You can always test for grey if you don't want to wait.

A good horse is any color, right? Glad he is proving himself already


----------



## QtrBel (May 31, 2012)

Unless that stallion is homozygous for roan there is only a 50% chance he will pass it on.


----------



## trailhorserider (Oct 13, 2009)

I wonder if the hairs at the base of his tail bone are white? That is where I first saw grey on my colt. Not around his eyes or anywhere else, but the hair in his tail. It was pretty much there from birth, or close to it. 



He does look like he has a lot of white in his tail, but it's hard to tell if it's just frosting on the outer hairs or not.


I would guess grey. Just because he has so many white hairs already. BUT, I have never owned a true roan so I'm not sure how quickly they roan out. It probably varies just like greys can vary. But that's just a total guess, with about 50% odds of being correct! :biggrin:


----------



## trailhorserider (Oct 13, 2009)

QtrBel said:


> Unless that stallion is homozygous for roan there is only a 50% chance he will pass it on.



Same with grey. Rarely do you have to wonder which one it is. Or maybe even both. :lol:


----------



## LoriF (Apr 3, 2015)

He's definitely not strawberry roan. I would say that he is grey, but definitely born bay not red.


----------



## QtrBel (May 31, 2012)

Just to clarify my reply (post 13) is in response to part of post 8 by the OP:


"I am picking another foal next spring in which the sire is a blue roan from a Grulla mare or a dark bay mare (both) have been bred by the blue roan. So if I don’t get a roan this time the next foal should be. It’s fun trying to figure out their coloring."

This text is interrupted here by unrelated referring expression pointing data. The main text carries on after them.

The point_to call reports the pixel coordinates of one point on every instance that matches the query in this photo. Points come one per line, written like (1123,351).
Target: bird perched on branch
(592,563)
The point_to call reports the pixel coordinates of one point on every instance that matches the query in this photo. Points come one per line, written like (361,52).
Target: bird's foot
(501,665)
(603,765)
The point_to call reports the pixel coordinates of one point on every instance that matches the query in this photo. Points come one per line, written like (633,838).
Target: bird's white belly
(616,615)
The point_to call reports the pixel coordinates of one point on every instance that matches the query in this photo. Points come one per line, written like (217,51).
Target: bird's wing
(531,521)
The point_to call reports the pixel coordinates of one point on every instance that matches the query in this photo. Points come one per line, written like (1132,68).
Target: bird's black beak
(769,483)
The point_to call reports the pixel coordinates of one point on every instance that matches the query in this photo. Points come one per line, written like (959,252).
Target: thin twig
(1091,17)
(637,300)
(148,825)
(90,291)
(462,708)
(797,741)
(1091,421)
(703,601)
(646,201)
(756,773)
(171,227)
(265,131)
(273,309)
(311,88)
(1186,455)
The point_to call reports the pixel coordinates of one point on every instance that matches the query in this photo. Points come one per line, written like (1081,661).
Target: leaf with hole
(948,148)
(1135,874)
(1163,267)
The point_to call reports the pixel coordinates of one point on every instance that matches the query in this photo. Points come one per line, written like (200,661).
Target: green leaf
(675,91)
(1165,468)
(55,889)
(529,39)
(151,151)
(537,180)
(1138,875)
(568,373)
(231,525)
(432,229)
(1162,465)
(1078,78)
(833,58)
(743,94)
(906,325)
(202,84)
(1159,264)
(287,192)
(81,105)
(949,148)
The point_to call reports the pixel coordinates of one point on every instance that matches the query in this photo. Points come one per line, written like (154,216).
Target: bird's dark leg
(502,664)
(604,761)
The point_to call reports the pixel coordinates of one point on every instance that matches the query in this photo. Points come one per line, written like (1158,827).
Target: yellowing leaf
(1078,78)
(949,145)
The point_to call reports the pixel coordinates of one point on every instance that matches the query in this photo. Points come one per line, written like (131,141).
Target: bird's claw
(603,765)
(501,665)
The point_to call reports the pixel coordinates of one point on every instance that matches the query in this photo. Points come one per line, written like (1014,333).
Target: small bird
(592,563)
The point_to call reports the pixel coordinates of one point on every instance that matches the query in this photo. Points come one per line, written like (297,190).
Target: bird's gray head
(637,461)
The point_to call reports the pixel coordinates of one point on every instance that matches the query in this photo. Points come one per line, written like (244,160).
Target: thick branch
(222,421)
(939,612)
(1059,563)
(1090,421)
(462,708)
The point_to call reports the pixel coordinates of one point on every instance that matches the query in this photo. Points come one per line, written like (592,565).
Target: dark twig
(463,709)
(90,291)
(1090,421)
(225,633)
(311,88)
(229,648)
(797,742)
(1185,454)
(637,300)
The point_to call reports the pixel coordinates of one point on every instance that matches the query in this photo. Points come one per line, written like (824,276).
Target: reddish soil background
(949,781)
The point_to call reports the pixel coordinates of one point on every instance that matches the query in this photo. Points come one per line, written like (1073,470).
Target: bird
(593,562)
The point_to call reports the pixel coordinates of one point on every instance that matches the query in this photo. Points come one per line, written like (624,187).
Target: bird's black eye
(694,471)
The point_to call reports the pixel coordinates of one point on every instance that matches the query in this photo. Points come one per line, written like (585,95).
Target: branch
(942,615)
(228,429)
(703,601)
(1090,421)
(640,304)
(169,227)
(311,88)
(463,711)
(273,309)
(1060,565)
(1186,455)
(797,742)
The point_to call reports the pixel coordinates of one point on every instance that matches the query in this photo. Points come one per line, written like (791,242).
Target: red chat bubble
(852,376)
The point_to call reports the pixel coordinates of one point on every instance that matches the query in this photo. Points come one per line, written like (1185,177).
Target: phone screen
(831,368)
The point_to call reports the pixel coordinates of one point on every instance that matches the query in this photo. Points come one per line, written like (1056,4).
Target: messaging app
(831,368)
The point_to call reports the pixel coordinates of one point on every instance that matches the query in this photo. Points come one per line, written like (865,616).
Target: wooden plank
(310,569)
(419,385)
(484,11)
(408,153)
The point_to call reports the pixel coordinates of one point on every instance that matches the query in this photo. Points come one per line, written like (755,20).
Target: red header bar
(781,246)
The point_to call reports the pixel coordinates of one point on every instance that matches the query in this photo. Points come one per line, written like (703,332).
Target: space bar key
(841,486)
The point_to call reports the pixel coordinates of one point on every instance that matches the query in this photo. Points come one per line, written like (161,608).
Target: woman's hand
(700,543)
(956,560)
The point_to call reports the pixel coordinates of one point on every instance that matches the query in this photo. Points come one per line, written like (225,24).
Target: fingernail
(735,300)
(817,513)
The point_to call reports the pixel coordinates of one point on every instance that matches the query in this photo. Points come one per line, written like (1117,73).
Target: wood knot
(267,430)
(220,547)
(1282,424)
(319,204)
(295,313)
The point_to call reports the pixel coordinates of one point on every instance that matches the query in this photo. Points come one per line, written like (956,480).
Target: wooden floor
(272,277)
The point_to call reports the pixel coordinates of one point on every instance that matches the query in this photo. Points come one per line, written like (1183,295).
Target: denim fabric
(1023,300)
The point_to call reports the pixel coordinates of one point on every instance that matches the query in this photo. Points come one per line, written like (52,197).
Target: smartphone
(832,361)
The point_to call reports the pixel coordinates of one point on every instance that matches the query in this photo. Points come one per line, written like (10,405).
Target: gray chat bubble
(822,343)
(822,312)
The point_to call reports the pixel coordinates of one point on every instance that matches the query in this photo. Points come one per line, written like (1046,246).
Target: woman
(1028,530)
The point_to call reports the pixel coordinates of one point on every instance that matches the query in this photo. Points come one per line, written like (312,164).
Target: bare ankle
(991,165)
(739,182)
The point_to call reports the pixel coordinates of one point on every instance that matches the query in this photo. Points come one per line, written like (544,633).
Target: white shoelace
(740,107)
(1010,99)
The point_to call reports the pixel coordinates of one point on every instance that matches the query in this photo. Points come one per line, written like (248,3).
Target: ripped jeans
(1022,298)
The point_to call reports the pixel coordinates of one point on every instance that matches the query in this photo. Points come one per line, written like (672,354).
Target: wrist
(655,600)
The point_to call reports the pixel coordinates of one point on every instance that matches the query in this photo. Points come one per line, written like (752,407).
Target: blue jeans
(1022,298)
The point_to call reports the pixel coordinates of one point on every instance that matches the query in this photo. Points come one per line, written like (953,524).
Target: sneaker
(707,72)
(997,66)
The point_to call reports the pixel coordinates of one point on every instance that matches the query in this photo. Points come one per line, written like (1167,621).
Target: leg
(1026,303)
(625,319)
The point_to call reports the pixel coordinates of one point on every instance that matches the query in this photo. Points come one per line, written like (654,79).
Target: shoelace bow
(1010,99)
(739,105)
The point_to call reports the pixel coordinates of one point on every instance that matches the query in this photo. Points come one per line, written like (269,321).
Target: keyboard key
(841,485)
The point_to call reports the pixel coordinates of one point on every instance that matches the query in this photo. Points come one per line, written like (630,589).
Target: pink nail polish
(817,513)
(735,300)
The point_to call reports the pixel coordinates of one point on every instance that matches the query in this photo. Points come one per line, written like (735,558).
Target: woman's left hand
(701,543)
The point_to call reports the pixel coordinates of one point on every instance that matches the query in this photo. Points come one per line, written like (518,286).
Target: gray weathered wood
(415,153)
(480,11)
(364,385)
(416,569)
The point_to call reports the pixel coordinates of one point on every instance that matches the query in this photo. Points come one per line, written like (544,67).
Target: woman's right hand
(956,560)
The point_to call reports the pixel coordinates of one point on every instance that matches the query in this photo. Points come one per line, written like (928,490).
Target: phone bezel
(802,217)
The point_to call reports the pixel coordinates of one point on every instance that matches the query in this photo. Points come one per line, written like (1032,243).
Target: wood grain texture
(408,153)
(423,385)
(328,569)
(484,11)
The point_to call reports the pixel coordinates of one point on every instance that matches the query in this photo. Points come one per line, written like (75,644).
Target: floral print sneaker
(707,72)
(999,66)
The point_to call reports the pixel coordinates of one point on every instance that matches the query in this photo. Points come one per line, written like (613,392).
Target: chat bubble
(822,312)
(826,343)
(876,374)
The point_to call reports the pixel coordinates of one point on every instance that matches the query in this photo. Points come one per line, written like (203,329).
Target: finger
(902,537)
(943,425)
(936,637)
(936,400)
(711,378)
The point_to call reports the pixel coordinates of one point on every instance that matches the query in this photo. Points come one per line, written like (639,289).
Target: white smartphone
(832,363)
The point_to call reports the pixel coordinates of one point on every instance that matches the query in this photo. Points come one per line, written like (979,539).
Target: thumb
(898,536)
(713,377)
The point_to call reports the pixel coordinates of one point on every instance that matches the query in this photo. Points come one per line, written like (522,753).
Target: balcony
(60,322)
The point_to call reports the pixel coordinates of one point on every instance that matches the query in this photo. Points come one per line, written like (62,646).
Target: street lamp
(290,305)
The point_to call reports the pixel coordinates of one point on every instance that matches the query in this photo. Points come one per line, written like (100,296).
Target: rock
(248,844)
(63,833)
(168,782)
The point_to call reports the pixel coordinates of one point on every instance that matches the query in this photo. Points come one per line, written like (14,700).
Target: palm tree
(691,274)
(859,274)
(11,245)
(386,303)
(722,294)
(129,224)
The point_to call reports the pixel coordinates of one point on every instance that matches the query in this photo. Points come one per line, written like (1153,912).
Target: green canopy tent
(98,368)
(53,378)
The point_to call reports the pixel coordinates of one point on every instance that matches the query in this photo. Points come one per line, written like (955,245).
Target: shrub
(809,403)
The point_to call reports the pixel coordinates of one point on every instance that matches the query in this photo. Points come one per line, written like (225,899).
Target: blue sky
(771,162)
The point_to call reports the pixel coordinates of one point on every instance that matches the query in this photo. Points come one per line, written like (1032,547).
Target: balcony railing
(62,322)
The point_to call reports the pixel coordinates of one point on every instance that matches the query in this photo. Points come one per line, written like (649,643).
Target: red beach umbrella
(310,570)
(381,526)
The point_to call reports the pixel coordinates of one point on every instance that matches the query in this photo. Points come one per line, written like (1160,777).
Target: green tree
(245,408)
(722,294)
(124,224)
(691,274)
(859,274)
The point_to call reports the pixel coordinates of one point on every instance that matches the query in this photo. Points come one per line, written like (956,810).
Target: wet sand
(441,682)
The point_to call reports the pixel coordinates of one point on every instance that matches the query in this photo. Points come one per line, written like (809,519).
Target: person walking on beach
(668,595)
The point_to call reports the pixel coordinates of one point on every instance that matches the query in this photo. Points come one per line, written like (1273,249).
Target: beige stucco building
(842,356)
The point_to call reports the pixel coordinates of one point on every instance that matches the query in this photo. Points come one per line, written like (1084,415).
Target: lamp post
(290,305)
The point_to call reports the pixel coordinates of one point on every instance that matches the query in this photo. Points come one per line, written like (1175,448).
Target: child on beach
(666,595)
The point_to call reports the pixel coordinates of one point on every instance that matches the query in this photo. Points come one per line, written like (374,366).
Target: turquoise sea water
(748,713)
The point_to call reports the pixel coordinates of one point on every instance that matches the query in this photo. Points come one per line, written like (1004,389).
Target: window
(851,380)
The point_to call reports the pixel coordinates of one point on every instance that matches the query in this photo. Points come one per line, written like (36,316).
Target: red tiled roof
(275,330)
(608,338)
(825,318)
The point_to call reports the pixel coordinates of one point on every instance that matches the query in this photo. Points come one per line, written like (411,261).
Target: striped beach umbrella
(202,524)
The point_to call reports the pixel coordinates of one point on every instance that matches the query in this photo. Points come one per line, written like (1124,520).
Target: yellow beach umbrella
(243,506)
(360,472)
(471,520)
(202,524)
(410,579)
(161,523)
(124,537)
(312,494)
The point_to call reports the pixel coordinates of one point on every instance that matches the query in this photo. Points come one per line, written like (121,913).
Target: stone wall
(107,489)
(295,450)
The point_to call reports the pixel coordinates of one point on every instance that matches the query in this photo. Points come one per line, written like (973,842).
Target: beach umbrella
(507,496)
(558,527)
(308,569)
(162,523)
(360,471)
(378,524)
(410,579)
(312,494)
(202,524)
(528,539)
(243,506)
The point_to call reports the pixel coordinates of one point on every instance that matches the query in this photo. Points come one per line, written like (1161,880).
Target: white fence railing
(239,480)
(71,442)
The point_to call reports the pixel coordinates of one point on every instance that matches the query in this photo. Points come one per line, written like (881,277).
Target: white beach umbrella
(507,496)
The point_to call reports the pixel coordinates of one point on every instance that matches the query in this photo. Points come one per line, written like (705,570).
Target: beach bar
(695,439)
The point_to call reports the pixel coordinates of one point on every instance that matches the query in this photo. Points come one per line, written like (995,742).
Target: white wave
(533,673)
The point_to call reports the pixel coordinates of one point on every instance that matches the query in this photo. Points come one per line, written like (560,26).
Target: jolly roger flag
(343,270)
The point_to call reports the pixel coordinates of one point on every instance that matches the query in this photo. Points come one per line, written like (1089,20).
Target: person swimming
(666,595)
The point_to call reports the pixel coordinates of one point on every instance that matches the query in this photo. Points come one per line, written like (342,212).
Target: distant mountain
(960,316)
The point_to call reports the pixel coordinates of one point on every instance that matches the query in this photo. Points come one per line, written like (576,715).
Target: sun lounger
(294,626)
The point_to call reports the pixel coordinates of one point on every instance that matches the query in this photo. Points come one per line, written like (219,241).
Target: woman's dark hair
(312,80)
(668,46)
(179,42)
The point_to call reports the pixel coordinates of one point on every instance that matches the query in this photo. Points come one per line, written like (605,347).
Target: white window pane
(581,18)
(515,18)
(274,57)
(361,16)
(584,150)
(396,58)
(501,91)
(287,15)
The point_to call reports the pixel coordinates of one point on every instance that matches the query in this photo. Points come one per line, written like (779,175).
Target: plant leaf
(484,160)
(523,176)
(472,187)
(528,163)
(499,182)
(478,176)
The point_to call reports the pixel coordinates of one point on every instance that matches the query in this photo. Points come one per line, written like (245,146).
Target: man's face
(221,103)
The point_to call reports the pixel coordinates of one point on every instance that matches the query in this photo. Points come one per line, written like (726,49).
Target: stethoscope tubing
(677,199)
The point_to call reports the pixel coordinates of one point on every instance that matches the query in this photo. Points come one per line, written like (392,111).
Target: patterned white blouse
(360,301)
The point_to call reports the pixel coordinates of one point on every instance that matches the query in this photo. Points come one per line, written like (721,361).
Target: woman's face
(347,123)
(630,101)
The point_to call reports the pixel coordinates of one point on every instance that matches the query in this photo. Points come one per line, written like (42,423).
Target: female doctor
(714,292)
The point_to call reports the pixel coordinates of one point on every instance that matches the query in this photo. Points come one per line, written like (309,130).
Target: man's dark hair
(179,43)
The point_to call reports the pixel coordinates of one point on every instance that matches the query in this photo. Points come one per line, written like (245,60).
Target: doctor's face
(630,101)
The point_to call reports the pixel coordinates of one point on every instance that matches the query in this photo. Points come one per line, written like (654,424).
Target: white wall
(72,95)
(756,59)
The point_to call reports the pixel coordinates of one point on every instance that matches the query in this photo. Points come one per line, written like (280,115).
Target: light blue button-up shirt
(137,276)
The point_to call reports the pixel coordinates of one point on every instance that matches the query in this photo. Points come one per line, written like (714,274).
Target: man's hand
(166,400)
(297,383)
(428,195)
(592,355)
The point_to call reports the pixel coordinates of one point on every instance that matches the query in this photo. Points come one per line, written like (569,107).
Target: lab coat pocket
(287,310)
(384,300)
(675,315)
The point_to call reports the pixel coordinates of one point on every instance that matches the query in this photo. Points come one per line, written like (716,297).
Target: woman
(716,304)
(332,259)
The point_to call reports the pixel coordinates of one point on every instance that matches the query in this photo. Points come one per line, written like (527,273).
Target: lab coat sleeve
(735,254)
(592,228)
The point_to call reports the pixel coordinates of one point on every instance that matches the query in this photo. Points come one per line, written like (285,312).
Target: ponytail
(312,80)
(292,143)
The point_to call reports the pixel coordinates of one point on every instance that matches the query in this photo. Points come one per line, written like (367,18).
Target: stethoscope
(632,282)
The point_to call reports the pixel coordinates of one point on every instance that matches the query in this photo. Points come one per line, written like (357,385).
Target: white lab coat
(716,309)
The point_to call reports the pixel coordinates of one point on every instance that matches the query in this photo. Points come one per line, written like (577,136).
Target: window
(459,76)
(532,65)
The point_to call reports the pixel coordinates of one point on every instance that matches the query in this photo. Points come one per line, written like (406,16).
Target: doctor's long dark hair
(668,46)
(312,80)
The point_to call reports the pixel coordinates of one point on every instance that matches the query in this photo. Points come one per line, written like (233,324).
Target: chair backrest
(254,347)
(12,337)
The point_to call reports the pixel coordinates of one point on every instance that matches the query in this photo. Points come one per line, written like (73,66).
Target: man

A roan will have evenly spaced white throughout the coat on the body but not the face and legs. It can be so thick a horse appears gray but there will be no further whitening with age. You could test for both or just wait and see what happens over the next couple of years.


----------



## StoneH (Aug 4, 2018)

His color is changing drastically.


----------



## JCnGrace (Apr 28, 2013)

That will happen a couple of times a year with a roan.


----------